Да у вас в обиходе такая маши… маши… — «механизация», подсказал я, — что нам с вами придется лишь самим варить себе утренний кофе да растирать друг друга от ломоты перед дождем… Дожди… — Его лицо снова затуманилось. — О них я еще не успел спросить…

И объяснив ему, что дожди и снега все те же, мы трое заговорили о его предстоящем переселении из этой лабораторной комнаты Института на уединенную загородную дачу, где он будет жить конспиративно в роли ученого иностранца-эмигранта. Нас будет только двое — он и я. Наши ученые будут лишь приезжать к нему для наблюдений. Я буду называться его секретарем, исполняя одновременно при поездках обязанности шофера. Прислуга — только приходящая для уборки дома и ухода за садом. Всю организацию такого способа жизни берут на себя Институт и один из членов правительства, посвященный в дело.

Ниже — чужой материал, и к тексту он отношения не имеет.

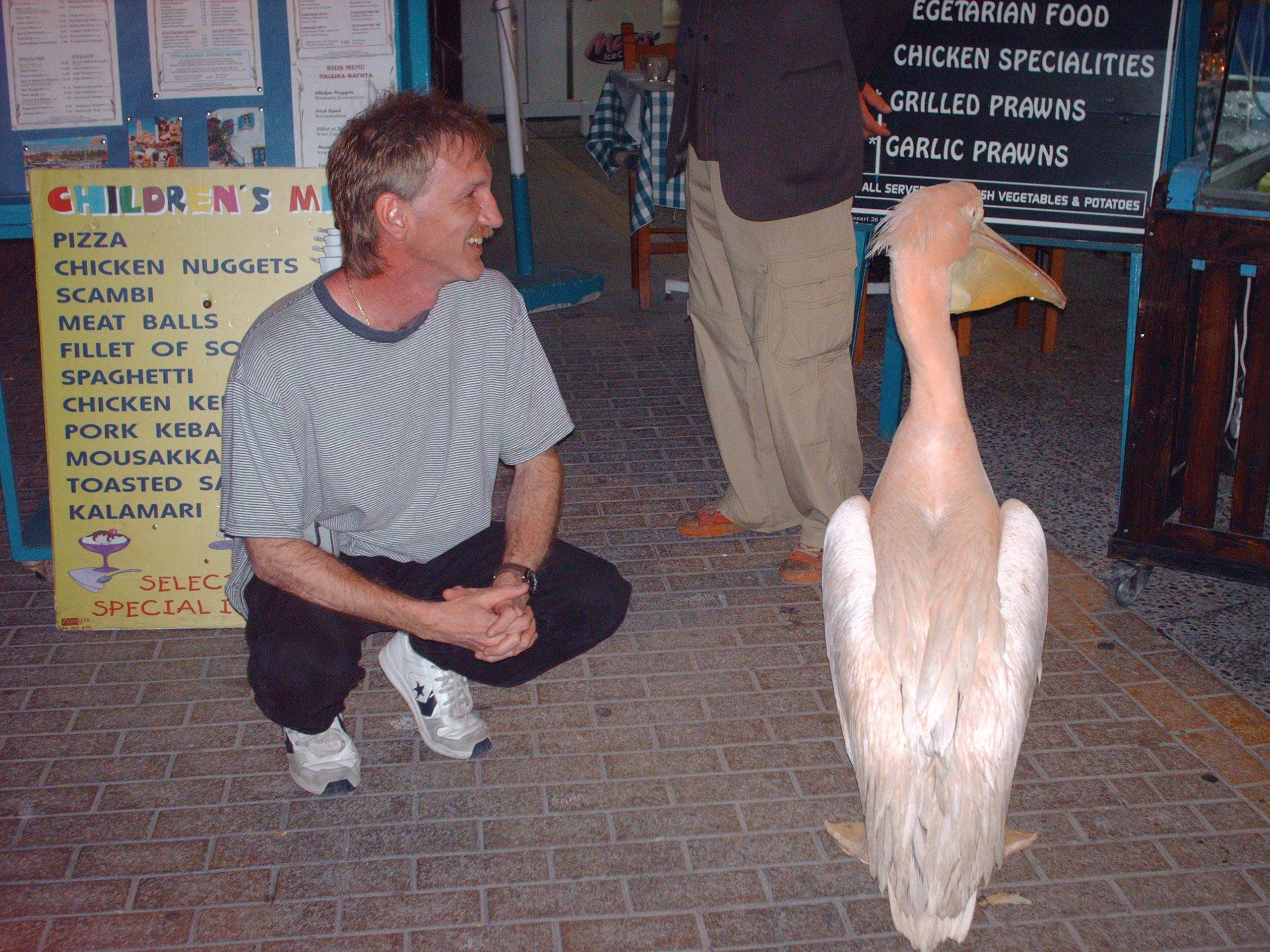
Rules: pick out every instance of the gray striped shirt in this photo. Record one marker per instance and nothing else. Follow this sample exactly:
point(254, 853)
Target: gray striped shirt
point(388, 441)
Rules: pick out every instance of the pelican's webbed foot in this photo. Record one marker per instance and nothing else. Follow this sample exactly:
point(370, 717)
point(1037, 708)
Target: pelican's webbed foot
point(851, 838)
point(1017, 839)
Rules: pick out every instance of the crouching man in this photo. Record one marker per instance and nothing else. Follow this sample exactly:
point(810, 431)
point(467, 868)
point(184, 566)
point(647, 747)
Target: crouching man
point(365, 419)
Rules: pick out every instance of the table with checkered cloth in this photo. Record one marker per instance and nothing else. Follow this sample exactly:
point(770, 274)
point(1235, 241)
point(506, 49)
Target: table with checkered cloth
point(634, 116)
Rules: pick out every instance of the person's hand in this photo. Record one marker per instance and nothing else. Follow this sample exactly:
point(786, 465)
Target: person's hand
point(870, 97)
point(512, 626)
point(480, 621)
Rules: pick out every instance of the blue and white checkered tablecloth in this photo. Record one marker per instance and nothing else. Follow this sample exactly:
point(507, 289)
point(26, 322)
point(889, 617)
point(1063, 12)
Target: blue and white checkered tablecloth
point(634, 116)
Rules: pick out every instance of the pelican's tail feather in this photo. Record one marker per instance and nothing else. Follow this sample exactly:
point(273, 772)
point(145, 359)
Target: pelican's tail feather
point(925, 932)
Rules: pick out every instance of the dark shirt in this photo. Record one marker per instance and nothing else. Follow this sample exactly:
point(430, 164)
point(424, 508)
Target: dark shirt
point(770, 91)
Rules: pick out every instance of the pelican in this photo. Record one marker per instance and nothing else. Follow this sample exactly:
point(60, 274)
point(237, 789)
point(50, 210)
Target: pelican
point(935, 595)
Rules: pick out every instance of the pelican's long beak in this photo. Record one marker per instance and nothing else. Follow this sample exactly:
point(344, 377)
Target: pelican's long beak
point(995, 272)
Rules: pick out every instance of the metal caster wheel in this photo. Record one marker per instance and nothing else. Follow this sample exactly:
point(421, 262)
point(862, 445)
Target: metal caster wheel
point(1126, 582)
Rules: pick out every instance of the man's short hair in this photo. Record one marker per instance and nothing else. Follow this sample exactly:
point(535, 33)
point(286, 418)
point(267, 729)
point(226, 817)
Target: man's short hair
point(391, 146)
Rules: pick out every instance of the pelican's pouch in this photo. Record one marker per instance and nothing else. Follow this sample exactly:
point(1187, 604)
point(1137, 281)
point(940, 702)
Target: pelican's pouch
point(812, 304)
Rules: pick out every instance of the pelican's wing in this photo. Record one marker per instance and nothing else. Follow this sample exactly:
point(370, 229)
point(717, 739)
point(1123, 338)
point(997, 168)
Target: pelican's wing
point(868, 694)
point(849, 579)
point(995, 713)
point(1023, 577)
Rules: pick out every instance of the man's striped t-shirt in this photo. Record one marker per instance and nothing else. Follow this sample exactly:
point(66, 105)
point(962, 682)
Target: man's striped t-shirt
point(388, 441)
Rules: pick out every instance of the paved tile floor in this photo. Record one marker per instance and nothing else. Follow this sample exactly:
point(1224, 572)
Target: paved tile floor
point(665, 792)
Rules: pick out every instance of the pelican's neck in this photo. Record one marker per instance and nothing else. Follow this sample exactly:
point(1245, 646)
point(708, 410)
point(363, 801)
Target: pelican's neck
point(921, 300)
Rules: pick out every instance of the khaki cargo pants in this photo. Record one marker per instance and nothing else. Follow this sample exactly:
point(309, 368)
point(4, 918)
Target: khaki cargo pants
point(772, 306)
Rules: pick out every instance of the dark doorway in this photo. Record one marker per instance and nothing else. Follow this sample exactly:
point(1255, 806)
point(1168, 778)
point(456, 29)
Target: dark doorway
point(445, 21)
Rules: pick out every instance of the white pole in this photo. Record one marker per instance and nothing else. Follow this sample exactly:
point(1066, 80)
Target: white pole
point(511, 92)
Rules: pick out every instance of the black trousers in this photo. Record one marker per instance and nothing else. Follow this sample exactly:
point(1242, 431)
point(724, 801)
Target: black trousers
point(304, 659)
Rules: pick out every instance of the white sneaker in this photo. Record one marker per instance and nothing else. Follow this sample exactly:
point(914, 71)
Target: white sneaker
point(325, 763)
point(440, 701)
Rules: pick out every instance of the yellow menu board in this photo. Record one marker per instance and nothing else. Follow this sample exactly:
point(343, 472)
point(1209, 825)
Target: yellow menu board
point(148, 281)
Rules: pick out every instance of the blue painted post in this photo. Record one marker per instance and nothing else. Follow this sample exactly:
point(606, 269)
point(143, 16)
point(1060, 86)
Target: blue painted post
point(892, 379)
point(1131, 339)
point(414, 46)
point(19, 551)
point(524, 230)
point(863, 234)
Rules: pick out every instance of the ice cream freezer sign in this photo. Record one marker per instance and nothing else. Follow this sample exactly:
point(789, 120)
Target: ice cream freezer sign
point(148, 281)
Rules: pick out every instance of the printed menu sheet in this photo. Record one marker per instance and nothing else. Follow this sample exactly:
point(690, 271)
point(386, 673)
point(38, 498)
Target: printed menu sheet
point(64, 64)
point(343, 55)
point(203, 48)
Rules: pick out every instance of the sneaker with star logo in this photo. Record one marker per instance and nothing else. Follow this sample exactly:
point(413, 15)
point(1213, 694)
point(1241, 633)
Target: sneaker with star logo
point(440, 701)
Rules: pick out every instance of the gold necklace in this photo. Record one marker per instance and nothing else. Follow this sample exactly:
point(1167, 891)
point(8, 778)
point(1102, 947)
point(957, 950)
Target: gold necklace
point(353, 294)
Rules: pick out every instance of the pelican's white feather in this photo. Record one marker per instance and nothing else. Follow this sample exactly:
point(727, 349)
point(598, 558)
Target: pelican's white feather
point(935, 601)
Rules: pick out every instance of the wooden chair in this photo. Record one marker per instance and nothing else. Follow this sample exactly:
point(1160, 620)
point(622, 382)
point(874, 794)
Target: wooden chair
point(643, 246)
point(1053, 262)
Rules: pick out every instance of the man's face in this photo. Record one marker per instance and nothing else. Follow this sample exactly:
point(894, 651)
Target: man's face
point(451, 218)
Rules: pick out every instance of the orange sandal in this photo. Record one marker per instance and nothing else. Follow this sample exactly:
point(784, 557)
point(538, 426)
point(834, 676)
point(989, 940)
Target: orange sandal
point(803, 567)
point(706, 524)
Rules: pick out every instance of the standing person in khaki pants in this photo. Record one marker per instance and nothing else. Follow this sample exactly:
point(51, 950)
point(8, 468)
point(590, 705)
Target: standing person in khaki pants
point(770, 117)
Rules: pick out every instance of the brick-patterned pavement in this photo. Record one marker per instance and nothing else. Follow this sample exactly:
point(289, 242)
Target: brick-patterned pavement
point(665, 792)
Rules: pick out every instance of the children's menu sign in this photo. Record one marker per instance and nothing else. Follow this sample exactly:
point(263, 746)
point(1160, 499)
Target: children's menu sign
point(148, 281)
point(1056, 111)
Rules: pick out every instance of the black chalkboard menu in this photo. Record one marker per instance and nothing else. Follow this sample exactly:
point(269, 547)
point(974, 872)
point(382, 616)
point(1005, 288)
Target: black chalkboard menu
point(1056, 111)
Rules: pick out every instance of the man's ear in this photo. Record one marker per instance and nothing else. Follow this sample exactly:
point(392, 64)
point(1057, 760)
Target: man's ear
point(390, 215)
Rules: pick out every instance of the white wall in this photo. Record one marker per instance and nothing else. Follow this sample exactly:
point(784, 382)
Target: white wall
point(543, 54)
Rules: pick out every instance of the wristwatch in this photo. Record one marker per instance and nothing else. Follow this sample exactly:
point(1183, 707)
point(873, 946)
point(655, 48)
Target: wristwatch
point(527, 575)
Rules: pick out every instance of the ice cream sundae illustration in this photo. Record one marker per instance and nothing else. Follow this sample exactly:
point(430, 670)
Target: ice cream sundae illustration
point(332, 250)
point(103, 542)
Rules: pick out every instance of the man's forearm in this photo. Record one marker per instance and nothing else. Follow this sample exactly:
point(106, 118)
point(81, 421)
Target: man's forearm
point(308, 572)
point(534, 509)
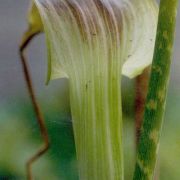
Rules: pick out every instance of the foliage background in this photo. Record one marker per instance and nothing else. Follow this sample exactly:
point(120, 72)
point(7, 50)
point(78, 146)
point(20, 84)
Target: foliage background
point(19, 135)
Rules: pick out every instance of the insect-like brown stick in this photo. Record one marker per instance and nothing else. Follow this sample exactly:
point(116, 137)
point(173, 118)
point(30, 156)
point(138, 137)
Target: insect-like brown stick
point(39, 116)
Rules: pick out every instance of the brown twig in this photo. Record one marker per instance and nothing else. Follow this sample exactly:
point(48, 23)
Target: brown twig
point(36, 107)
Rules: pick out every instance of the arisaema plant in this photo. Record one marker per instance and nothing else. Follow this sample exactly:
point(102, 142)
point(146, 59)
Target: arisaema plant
point(93, 43)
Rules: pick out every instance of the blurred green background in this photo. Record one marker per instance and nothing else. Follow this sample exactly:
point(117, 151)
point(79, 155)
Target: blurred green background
point(19, 132)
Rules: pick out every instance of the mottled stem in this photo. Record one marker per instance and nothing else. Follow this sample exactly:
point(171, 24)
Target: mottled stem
point(156, 98)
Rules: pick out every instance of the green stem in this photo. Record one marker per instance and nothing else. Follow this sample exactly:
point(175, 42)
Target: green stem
point(97, 121)
point(156, 98)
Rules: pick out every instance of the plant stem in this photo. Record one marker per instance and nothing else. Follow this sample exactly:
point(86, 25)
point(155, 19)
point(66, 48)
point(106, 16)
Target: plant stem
point(156, 98)
point(97, 122)
point(141, 87)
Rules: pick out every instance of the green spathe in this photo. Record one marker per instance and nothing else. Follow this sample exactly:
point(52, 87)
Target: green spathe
point(92, 43)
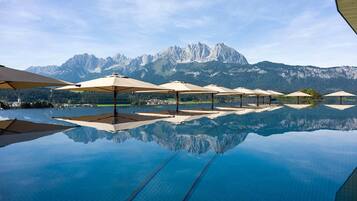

Тут я убедился, как Пушкин трезво, полностью понимает и оценивает особенности своего положения: его нынешняя жизнь экспериментальна, ему необходимо во всем самому помогать ученым. Покамест это его основной долг. Он даже сказал: «долг гражданина» и поклонился.

При обсуждении деталей нашего будущего быта он более всего удивился, что обед нам будут доставлять из лучшего московского ресторана. Дача наша располагалась довольно далеко от Москвы, а географию он помнил. В его время, сказал, на такой вояж понадобилось бы не менее суток. Перебивая друг друга, мы кратко рассказали ему о современных скоростях.

— Суп в кастрюльке прямо из Парижа! — засмеялся поэт. Бородин довольно кивнул: юмор и цитата из «Ревизора» подтверждали полное возвращение интеллекта.